Giter Club home page Giter Club logo

pythiachem's Introduction

PythiaCHEM (PYthon Toolkit for macHIne leArning in CHEMistry)

Pythia

A modular toolkit, implemented in Python and organized in Jupyter Notebooks. It employs fingerprints Mordred descriptors and precalculated QM descriptors as input features for shallow learners and ensemble models for regression and classification tasks.

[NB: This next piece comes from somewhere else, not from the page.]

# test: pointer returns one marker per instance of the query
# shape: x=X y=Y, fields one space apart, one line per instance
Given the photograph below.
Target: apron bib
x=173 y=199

Paper: https://chemrxiv.org/engage/chemrxiv/article-details/6504251fb338ec988a83e057

Supported functionality

Tasks:

  • Classification
  • Regression

Data types

  • SMILES strings
  • Precalculated descriptors

Modules:

  • classification metrics: calculation of confusion matrix, accuracy, g-mean, precision, recall, generalized f, MCC, AUC
  • fingerprints generation: generation of Morgan, rdkit, atom pair, torsion fingerprints and MACCS keys with rd
  • molecules and structures: SMILES to molecules and images with rdkit
  • plots: plot of parity plots, ROC curves, confusion matrix with matplotlib
  • scaling: z, min-max, logarithmic scaling
  • workflow functions: correlation tests, training for regression and classification, ensemble learning with sklearn

We are working on populating this package with more models and other building blocks.

Notebooks:

Please refer to 'Example-enantioselective-Strecker-synthesis' for the full desmontration of all notebooks.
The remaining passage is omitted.